From around October at the earliest, state-maintained schools are expected to be able to book subsidised tuition through the approved providers - although the programme is not expected to be scaled up until January 2021. The EEF is currently working through the details of how schools will be able to secure the relevant subsidy and how exactly tuition providers will be paid.

Private schools are not eligible for the subsidy under the NTP. However, some of the approved providers will no doubt be very happy to offer similar high-impact tuition services to private schools at the same kind of reasonable rate.

What will tutors do under the NTP and how can schools get good value?

One of the most important and useful aspects of the NTP is that the service provided for schools will be flexible. There do not currently appear to be any firm stipulations on what NTP-subsidised tuition can or cannot be used for. It can be used to deliver small-group tutorials or individual, one-to-one assistance; it will focus on the core subjects but, in general, the NTP is expected to be very flexible. It will be for schools - as clients - to choose what they would like.

Some providers may come to the NTP with very fixed models based on programmes they've already run in the past. For charities or organisations with an established model, especially if they are dependent on volunteer or relatively inexperienced tutors, this is perhaps more likely to be the case. However, experienced professional tuition-providers are likely to be more flexible and responsive, as they are when they deal with private clients. So schools will have a range of options available to them.

Is using external tutors a risk for the school?

There will no doubt be some within the mainstream education sector who will wonder why the funding is being allocated to tuition-providers and not simply added to school budgets. The tuition sector has previously been viewed with suspicion by some, often due to the fact that 'anyone can become a tutor', at least in theory. Occasional articles and social media posts from uninformed commentators sometimes recommend tuition as a way for university students or unemployed graduates to earn a bit of cash, but the reality is that the tuition sector has become increasingly professional in recent years.

The Tutors' Association (TTA) exemplifies this trend towards professionalism - a hallmark of reputable tuition providers, all signed up to a robust code of practice and following increasingly stringent safeguarding criteria, with a commitment to CPD. Many TTA members are themselves former (or, in some cases, current) teachers. School leaders will be pleasantly surprised to find an army of reputable tutors and tuition-providers ready and willing to step in and help wherever necessary. In many cases, the tutors will have a high level of experience in carrying out tuition on a professional basis.

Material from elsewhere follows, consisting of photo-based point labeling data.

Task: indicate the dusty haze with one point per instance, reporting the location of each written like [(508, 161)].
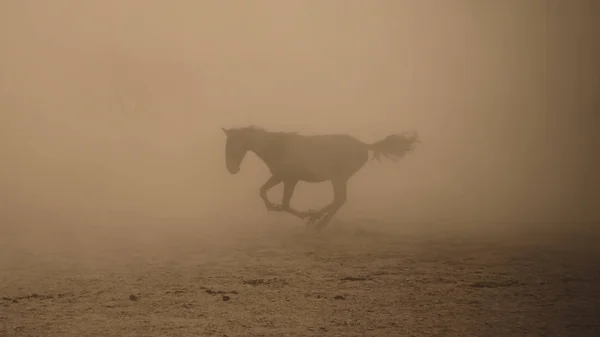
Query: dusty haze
[(113, 110), (117, 106)]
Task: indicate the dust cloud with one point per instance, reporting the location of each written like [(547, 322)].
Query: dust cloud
[(117, 106), (113, 109)]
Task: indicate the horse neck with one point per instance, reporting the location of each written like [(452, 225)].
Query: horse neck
[(265, 149)]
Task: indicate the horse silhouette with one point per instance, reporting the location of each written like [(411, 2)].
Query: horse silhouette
[(292, 158)]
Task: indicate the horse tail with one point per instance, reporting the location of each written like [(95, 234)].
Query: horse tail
[(394, 146)]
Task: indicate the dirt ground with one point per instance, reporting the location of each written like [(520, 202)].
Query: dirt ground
[(186, 278)]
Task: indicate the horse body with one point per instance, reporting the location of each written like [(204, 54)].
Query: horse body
[(316, 159), (292, 158)]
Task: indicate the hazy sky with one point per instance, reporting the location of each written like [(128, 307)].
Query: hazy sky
[(117, 105)]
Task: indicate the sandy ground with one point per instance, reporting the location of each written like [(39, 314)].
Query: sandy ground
[(187, 278)]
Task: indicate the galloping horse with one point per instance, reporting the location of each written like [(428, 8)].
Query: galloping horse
[(292, 158)]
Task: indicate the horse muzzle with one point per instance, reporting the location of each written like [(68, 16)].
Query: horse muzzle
[(233, 170)]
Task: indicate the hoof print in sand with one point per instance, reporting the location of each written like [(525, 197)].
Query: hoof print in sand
[(256, 282), (354, 278)]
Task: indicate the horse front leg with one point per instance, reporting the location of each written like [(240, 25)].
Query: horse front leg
[(288, 191), (272, 182)]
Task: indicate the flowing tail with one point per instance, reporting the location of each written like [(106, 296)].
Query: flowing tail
[(394, 146)]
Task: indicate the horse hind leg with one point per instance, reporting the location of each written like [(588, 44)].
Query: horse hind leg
[(288, 191), (340, 195), (269, 184)]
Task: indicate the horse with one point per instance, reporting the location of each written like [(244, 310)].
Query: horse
[(292, 158)]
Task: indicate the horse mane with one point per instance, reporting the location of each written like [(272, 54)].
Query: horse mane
[(259, 129)]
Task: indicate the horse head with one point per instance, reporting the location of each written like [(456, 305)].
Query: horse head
[(235, 149)]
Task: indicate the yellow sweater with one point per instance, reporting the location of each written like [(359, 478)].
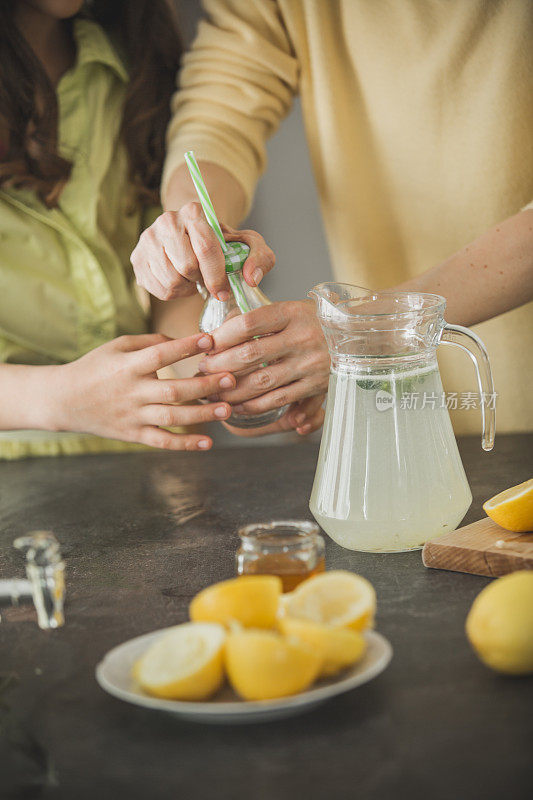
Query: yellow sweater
[(419, 121)]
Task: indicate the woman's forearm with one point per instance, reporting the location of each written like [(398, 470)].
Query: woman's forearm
[(490, 276), (30, 397), (225, 191)]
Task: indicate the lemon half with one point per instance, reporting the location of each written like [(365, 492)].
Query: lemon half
[(339, 648), (513, 508), (186, 663), (336, 598), (263, 665), (252, 600)]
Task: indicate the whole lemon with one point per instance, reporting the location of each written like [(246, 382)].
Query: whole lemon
[(499, 625)]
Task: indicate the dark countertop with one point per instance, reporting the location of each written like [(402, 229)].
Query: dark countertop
[(141, 534)]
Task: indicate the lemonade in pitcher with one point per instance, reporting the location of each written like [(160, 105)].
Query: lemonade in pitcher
[(389, 475)]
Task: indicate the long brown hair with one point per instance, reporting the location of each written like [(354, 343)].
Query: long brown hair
[(146, 33)]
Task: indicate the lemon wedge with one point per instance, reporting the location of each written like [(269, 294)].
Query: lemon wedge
[(499, 625), (337, 598), (263, 665), (251, 600), (513, 508), (339, 648), (186, 663)]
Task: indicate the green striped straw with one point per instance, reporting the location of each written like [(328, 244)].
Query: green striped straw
[(209, 211), (205, 200)]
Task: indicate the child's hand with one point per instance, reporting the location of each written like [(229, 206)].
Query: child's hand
[(113, 391)]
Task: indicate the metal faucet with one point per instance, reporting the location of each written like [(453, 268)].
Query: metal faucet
[(45, 581)]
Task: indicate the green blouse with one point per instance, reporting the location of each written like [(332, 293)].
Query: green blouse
[(66, 283)]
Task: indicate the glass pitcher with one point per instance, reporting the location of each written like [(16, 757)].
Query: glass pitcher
[(389, 475)]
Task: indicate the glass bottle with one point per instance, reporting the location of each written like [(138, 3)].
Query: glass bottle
[(243, 298)]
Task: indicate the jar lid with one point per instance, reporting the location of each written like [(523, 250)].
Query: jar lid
[(236, 256), (282, 535)]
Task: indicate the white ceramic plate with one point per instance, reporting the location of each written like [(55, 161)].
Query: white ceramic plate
[(113, 674)]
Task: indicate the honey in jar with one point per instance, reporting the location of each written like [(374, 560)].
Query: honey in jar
[(293, 550)]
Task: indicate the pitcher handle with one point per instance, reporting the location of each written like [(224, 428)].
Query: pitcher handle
[(470, 342)]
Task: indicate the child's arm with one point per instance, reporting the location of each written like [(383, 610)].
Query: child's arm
[(490, 276), (114, 392)]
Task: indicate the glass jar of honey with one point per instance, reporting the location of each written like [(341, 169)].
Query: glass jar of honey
[(292, 549)]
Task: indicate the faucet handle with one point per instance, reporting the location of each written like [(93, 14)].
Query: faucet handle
[(45, 570)]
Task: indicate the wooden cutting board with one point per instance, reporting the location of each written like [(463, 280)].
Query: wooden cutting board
[(482, 548)]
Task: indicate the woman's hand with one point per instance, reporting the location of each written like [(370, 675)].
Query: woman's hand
[(179, 249), (113, 391), (287, 365)]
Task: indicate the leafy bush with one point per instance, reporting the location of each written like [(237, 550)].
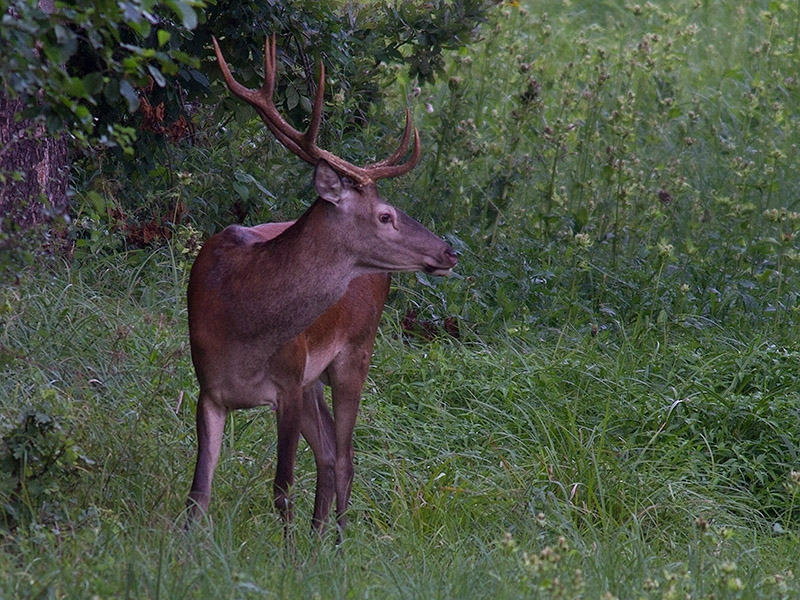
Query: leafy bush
[(39, 461)]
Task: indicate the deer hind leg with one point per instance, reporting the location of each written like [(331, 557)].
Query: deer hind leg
[(210, 419), (318, 429)]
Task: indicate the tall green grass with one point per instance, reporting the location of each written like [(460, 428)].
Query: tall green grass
[(619, 417)]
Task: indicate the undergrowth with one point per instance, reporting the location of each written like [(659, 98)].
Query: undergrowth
[(617, 417)]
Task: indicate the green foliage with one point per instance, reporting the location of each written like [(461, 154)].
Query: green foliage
[(79, 67), (619, 417), (39, 462)]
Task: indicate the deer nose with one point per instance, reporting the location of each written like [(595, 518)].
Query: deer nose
[(450, 257)]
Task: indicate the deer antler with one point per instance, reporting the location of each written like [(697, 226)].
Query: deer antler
[(304, 145)]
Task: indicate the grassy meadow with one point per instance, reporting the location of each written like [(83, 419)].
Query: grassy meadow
[(618, 418)]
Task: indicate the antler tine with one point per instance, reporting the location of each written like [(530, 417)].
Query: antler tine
[(316, 112), (401, 149), (386, 169), (304, 145), (270, 54)]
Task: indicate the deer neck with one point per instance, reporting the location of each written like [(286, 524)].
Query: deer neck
[(300, 274)]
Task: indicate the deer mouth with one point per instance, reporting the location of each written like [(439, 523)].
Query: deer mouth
[(443, 266)]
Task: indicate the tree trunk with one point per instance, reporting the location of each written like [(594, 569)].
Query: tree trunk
[(33, 170), (33, 166)]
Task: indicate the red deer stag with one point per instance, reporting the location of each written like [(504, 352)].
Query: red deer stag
[(252, 300)]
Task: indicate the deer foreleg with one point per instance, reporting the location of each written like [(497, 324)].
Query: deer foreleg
[(346, 393), (288, 414), (318, 429), (210, 419)]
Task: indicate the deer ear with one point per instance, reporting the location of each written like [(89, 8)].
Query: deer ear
[(327, 182)]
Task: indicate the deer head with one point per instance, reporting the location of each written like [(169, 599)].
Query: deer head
[(379, 236)]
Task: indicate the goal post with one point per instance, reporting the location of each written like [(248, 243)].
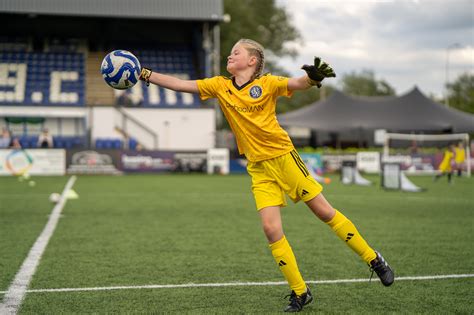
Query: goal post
[(432, 138)]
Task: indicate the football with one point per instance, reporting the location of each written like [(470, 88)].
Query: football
[(120, 69)]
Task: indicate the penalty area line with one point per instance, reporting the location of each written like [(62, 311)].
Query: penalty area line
[(18, 288), (243, 284)]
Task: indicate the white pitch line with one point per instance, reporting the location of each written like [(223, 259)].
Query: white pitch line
[(241, 284), (18, 288)]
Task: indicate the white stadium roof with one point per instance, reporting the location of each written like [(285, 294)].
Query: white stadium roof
[(201, 10)]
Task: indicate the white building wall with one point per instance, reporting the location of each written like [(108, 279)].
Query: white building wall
[(177, 129)]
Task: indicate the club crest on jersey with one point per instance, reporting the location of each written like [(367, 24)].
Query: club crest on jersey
[(255, 91)]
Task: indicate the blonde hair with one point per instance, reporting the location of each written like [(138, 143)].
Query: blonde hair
[(255, 49)]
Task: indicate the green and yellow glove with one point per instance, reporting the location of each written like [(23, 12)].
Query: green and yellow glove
[(145, 75), (318, 72)]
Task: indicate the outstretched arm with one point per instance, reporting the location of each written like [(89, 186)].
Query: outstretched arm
[(315, 74), (169, 82)]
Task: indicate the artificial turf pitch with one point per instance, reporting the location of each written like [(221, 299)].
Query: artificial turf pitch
[(140, 230)]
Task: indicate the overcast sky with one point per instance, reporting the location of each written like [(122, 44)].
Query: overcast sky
[(405, 42)]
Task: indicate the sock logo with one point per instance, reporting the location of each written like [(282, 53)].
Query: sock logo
[(282, 263), (349, 236)]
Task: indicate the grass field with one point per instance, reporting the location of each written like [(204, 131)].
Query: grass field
[(146, 230)]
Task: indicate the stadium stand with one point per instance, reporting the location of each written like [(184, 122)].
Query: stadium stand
[(53, 78), (50, 58)]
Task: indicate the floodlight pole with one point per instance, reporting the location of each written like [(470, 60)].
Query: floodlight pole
[(448, 50)]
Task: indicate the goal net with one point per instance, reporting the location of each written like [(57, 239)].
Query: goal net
[(420, 154)]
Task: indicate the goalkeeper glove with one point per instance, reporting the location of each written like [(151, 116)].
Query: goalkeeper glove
[(318, 72), (145, 75)]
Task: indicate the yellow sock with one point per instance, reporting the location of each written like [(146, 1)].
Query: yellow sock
[(286, 260), (347, 232)]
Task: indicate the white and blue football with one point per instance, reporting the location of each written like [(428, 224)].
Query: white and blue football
[(120, 69)]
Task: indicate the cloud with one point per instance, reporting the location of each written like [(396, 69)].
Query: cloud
[(403, 42)]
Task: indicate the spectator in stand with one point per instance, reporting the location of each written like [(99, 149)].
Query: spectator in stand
[(15, 143), (45, 139), (5, 139)]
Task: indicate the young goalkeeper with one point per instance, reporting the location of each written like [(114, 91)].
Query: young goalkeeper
[(248, 100)]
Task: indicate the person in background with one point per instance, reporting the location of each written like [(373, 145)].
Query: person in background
[(45, 139), (15, 144), (445, 167), (5, 140), (459, 157)]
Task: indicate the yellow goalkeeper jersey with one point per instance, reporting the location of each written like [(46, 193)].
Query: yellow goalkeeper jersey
[(250, 111)]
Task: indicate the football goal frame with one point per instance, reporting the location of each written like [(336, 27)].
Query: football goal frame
[(430, 137)]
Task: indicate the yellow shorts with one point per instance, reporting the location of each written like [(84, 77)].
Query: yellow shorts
[(271, 179)]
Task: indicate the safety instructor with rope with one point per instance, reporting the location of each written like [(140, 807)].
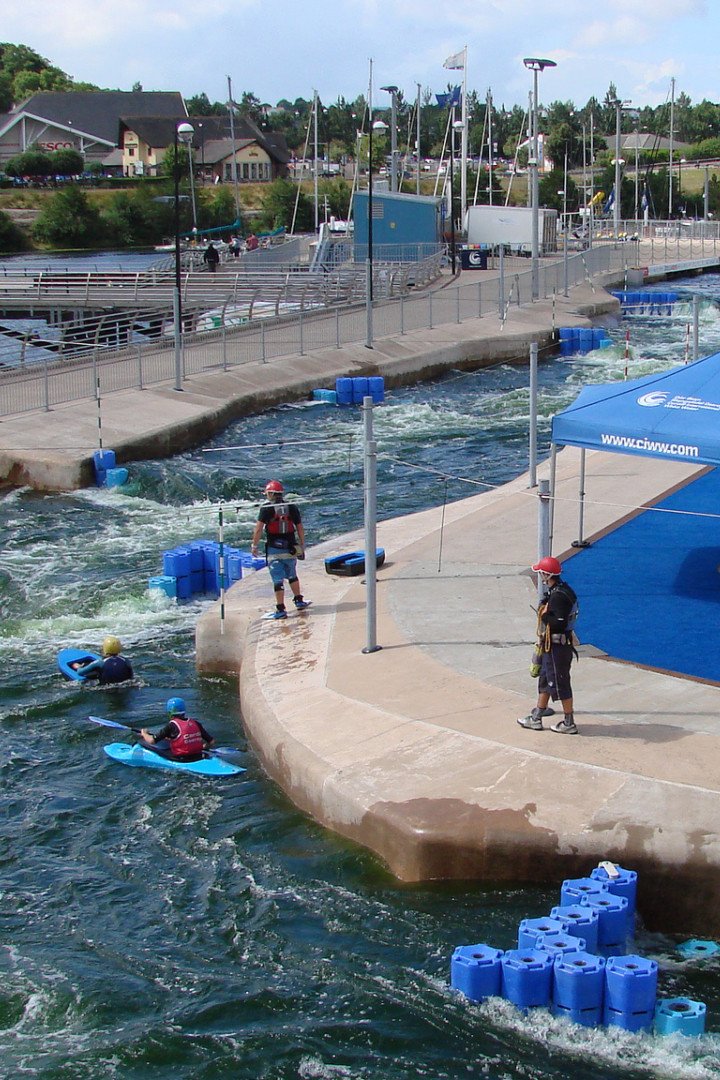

Tutors acting as a part of one of TTA's endorsed providers will be members of TTA and follow our robust code of practice, specifically adapted for the NTP by our own NTP Taskforce. TTA tutors will also be signed up to the DBS Update Service, as well as following safeguarding best practice. TTA is currently in the early stages of working with the NSPCC to produce safeguarding guidance and/or training specifically for tutors. TTA tutors are leading professionals in their field, with a serious commitment to good practice and safeguarding on a par with schools. As such, the use of TTA members is a key indicator of a safe and reliable tutor or provider, with a commitment to high professional standards.

TTA will continue to work closely with both its members and a variety of key stakeholders, including schools, to ensure that the NTP is as successful as it can be for the ultimate beneficiaries - the very many students who need the help of expert tutors the most.